XIX. Preservation of Scottish courts
King James VI once expressed the wish that Scotland should become in effect a part of England, governed like an English county, but in his day the law of Scotland was not as settled as it was to become.
In the hundred years since the kings had departed for London, the lawyers of Scotland developed Scots law and the procedures of its courts to a fineness which put the laws of England to shame. Indeed in England the courts had become corrupted by procedure and the simple incapability of an essentially mediaeval system to deal with the requirements of the modern world. The local courts of England had been neutered by the King’s Bench, a court jealous of any rival jurisdiction and with the authority to quash any decision. However having forbidden local courts from exercising their wonted jurisdiction, the King’s Bench was unable to handle the resultant workload falling to itself and to the other royal courts. The king’s courts (or by now the Queen’s courts) were crowded in together in Westminster Hall, a position they had to share with the House of Lords, and the resultant noise of barristers shouting over one another to be heard caused despair amongst commentators.
In contrast, the Court of Session had developed its jurisprudence according to the needs of justice. The sheriff courts were highly imperfect and in need of reform, but they did provide local justice. The idea of throwing that away to unite with the chaotic English system was unthinkable.
One particular clause was necessary to make this preservation effective:
and that no Causes in Scotland be cognoscible by the Courts of Chancery, Queens-Bench, Common-Pleas, or any other Court in Westminster-hall; and that the said Courts, or any other of the like Nature, after the Union, shall have no Power to cognosce, review, or alter the Acts or Sentences of the Judicatures within Scotland, or stop the Execution of the same
Without this clause, the Queen’s Bench would certainly have taken it upon itself to assert an unwonted authority over the Scottish courts, as it had done to a great many English courts.
An additional thread in Article XIX concerns the Privy Council in an almost throwaway sentence: the Privy Council would continue in Edinburgh until a new arrangement could be found. It was a brief interim: later in 1707, Parliament united the English and Scottish Privy Councils. The Privy Council in each part of Great Britain was essentially the government, before the development of the Cabinet system, and its main function as a council was local government. England this consisted of issuing commissions of the peace (the list of those appointed each year as justices of the peace for each shire) and directions for how justices ought to conduct and prioritise their administrative functions. Scotland had been more centralised, the Privy Council governing rather than directing government, except where private heritable jurisdictions and powerful lairds displaced it, and so it was to be kept going until it could be replaced.

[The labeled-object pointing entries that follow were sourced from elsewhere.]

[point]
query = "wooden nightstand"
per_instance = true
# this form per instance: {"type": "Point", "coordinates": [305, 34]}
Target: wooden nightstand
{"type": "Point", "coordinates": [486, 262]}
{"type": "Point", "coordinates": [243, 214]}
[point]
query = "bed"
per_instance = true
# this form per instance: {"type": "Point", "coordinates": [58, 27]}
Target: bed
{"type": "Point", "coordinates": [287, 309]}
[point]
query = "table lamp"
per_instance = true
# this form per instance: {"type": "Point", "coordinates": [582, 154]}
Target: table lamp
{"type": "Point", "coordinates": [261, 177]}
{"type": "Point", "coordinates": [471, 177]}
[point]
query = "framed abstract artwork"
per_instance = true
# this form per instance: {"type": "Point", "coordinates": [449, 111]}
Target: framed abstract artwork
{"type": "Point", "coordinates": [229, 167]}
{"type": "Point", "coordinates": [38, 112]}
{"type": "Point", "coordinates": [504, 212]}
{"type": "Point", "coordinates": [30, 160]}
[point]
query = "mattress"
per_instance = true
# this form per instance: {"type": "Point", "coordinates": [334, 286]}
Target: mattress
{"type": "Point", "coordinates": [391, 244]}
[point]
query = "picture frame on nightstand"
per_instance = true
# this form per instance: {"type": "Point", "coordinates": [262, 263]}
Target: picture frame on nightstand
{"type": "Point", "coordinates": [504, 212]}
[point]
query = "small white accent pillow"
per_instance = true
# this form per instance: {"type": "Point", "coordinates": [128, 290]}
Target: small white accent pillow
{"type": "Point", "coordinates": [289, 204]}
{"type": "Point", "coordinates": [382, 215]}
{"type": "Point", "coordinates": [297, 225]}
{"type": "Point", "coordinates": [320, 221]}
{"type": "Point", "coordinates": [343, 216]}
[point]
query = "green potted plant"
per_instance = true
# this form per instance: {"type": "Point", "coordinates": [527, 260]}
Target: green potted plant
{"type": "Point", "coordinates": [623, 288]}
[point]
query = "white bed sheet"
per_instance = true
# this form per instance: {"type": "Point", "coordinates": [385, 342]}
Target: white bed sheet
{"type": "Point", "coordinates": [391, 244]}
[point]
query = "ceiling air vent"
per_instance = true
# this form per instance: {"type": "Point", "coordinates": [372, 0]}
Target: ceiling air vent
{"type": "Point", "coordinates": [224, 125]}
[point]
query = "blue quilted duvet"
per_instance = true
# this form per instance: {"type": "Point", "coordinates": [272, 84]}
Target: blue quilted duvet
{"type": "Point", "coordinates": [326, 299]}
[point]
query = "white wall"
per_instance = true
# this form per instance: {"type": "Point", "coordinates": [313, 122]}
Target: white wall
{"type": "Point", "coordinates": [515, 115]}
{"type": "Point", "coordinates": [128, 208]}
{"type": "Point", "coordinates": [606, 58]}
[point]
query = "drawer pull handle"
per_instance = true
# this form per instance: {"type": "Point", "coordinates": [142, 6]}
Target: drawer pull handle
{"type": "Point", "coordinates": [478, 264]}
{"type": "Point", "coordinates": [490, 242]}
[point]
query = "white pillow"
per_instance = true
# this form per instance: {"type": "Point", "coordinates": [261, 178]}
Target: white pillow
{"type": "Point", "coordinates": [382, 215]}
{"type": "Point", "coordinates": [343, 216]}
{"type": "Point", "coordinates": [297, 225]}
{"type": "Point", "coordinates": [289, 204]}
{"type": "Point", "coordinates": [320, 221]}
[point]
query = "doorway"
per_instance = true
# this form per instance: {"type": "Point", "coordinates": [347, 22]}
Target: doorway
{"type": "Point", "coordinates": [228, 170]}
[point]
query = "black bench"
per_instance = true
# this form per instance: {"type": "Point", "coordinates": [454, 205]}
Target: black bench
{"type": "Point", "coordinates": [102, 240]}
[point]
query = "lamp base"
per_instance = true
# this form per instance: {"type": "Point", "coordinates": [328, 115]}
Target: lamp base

The solution reached by the united parliament was to localise administration, by appointing justices of the peace in each shire with judicial and administrative functions, devolving government functions from the centre to the local justices and to the burghs. (The new justices’ judicial authority may have sat uneasily with the sheriffs, who already exercised judicial functions locally.) In effect, government fell into the hands of the College of Advocates in Edinburgh, from whom sheriffs were appointed and who assumed the mantle of advising on and controlling appointments.
After the union, it was decided that since appeal had formerly lain from the Court of Session to the Parliament of Scotland, so appeal would lie to the House of Lords. However no appeal could be found from the High Court of Justiciary, and to criminal matters cannot be appealed from the High Court. When Gladstone determined on a reform of the courts, in which a Court of Appeal was ceated in England and in Ireland, the treaty was invoked to state that no Court of Appeal could be created in Scotland. The Treaty has no such restriction, but to get around this objection, an Inner House was created in the Court of Session and in the High Court, so that appeal is within each court, not from it.
The separateness of the Scottish legal system has been taken to extremes. In the English legal system Scotland is treated almost as if it were a foreign country, rather than just a place with separate courts. It was not until 2011 that English proceedings could be served in Scotland without asking the court’s permission first (and the English Law Society resisted even that).
Even today, a Scottish court may not enforce a summons on a man resident in England or Northern Ireland nor an English court enforce a summons on a resident of Scotland, though they are courts of the same country. A decree of the Court of Session must be registered in the High Court in London before it may be enforced in England, which sounds like a breach of the obligation not "to cognosce, review, or alter the Acts or Sentences of the Judicatures within Scotland, or stop the Execution of the same". Even after 300 years then there is unfinished business.